Простенькая интрига лесной горбуньи и ее отца лежала перед Адамом как на ладони. Прибрать к рукам денежки, которые унаследовал безумец. Родить ребеночка стареющей девушке-калеке (да только что еще за ребеночек-то выйдет?). Священник, который рад хоть так насолить хозяйке Синих Ключей (Люша рассказывала Адаму о своих с детства непростых отношениях с отцом Даниилом) – обвенчать странную пару и – несомненное благо! – узаконить положение и обеспечить будущее уже зачатого ими ребенка…

– Думаю, что в конце концов все вышло к лучшему, – поразмыслив, твердо сказал Адам. – Что ж – Таня, как я понимаю, и так и так за тобой ходила, а теперь у вас семья будет по закону, да еще и сын или дочка… Тут главное, чтоб ребенок здоровым родился. При таких-то родителях… Ну да помогай ему Бог!

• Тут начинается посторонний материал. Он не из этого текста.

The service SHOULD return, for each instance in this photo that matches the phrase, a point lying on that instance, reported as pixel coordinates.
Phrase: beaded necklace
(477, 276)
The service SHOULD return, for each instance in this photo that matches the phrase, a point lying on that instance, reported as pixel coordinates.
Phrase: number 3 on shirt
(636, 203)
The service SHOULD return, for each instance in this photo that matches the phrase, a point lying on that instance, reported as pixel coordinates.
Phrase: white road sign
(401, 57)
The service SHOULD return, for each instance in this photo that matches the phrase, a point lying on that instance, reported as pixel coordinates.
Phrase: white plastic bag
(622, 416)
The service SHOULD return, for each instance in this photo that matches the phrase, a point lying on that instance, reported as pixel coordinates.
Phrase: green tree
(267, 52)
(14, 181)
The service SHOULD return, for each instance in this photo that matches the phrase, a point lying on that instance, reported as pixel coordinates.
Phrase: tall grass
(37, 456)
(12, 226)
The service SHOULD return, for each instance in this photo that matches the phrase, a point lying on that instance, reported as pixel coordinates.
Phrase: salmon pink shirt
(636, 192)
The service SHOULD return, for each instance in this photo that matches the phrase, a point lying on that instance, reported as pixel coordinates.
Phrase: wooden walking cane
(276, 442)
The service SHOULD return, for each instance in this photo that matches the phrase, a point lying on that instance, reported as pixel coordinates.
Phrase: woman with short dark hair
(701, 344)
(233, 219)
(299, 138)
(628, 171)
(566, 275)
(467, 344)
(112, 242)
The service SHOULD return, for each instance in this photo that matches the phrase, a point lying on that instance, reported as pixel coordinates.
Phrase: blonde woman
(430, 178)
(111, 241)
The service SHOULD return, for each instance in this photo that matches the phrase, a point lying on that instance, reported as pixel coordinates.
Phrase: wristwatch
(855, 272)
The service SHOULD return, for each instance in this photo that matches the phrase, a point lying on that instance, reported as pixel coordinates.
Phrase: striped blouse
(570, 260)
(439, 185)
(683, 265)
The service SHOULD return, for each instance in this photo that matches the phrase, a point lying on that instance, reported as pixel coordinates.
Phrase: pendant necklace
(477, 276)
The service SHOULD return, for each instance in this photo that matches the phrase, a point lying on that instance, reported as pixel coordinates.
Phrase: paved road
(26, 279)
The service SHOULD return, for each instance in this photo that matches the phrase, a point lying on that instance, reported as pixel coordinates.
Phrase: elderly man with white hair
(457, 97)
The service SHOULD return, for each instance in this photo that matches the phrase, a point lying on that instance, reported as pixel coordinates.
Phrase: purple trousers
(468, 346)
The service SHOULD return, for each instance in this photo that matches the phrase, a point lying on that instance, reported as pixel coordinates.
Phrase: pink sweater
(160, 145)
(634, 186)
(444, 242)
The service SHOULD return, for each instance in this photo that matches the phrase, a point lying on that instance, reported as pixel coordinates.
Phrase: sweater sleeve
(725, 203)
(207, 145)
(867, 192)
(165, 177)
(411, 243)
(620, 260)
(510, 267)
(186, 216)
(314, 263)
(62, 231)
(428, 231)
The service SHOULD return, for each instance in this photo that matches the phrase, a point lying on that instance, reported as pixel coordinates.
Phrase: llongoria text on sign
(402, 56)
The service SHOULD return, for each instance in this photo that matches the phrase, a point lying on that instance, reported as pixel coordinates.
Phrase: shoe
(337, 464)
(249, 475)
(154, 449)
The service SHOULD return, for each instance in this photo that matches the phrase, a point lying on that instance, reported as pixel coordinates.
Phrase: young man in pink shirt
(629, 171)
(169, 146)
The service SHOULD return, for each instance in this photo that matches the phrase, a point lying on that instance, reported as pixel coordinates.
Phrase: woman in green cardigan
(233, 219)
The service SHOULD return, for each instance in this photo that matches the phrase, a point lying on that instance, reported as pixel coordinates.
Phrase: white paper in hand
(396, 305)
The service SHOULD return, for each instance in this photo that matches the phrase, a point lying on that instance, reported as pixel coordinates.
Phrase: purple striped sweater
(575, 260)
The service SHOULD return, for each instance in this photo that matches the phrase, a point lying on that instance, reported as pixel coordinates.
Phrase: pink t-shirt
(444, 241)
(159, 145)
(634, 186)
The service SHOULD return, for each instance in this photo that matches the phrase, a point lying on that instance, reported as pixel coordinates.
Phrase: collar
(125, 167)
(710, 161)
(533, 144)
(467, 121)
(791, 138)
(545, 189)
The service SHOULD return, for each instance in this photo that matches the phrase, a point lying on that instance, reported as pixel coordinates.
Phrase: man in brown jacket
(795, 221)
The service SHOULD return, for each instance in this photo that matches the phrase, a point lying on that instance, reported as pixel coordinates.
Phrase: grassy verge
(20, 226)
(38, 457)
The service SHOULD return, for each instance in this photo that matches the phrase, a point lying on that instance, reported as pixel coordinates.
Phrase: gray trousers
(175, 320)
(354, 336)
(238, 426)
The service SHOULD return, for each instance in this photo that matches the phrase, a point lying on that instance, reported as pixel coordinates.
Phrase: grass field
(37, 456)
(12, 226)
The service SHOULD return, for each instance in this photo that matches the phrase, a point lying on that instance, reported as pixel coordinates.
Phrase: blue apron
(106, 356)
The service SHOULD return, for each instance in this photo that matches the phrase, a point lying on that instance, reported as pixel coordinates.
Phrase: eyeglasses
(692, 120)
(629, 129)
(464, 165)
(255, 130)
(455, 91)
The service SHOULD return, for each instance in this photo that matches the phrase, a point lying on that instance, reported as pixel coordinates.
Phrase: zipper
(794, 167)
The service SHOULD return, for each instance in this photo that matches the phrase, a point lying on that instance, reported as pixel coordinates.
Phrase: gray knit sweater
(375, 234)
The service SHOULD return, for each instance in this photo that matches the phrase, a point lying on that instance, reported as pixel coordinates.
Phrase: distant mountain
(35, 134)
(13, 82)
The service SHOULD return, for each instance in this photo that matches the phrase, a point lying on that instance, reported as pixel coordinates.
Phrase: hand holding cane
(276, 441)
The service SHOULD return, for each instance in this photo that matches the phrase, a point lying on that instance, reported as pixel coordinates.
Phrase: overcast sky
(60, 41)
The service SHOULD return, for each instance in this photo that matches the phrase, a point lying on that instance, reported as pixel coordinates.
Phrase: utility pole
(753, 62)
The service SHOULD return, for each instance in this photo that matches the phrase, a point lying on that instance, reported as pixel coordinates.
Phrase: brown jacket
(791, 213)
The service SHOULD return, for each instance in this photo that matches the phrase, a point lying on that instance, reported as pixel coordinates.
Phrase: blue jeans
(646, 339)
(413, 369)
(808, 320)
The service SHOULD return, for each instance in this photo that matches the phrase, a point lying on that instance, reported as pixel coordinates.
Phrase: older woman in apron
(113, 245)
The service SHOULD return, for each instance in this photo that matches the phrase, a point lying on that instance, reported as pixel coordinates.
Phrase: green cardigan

– Я тоже так думаю, – важно кивнул Филипп. – Ну ладно. Перед Синеглазкой, если она все-таки объявится, я повинюсь. А вдруг она на меня обиделась и вовсе не покажется? Как же тогда с ее сокровищами дело разрешить – вот чего я никак не понимаю! Ведь матушка меня всегда учила: чужое, Филя, брать нехорошо, Бог за это накажет… А я не хочу, чтоб меня наказывали! Где этот Бог? Мне «их» и Тани с тряпкой довольно…

После разъяснения истории с женитьбой Адам уже не мог так просто отмахнуться от сокровищ мифической Синеглазки.

– А что за сокровища, Филипп? И как они у тебя-то оказались?

– А это как раз когда у нас бунт и пожар был, и матушка с отцом померли. Люба, небось, тебе рассказывала? Ну вот. Синеглазка тогда должна была в усадьбу приехать, и меня кликнуть, чтобы мы с ней могли всем объявиться как жених с невестой. А тут такое! Я-то про отца тогда не знал ничего, даже того, что он мне отцом приходится (это уж мне после Люба рассказала), а за Синеглазку свою испугался страшно. Вдруг это из-за нее там все получилось и ее обижает кто? Да и «они» мне подсказали: беги! Я и побежал. Думал: сейчас защитю ее ото всех! Палку по дороге взял…

Прибежал, а там все вверх дном! Крестьяне бегают и орут, бабы с детьми тащат чего-то, коровы порезанные лежат, в небо смотрят. Потом помню: мимо мужик бежит, почему-то в скатерть завернутый. Я спрашиваю у него: где же хозяин? – чтобы, значит, у отца про Синеглазку узнать. А он хохочет как безумный, морда в крови, глаза красные и говорит: нету больше хозяев, свобода настала! А Осоргина твоего – хватит, попил нашей крови! – насовсем застрелили!

Я ему, помню, не поверил, стою. Тут вдруг вижу, матушка идет вся в слезах, а в руках у нее сумка большая, с которой она всегда к Мартыну меня навещать приходила.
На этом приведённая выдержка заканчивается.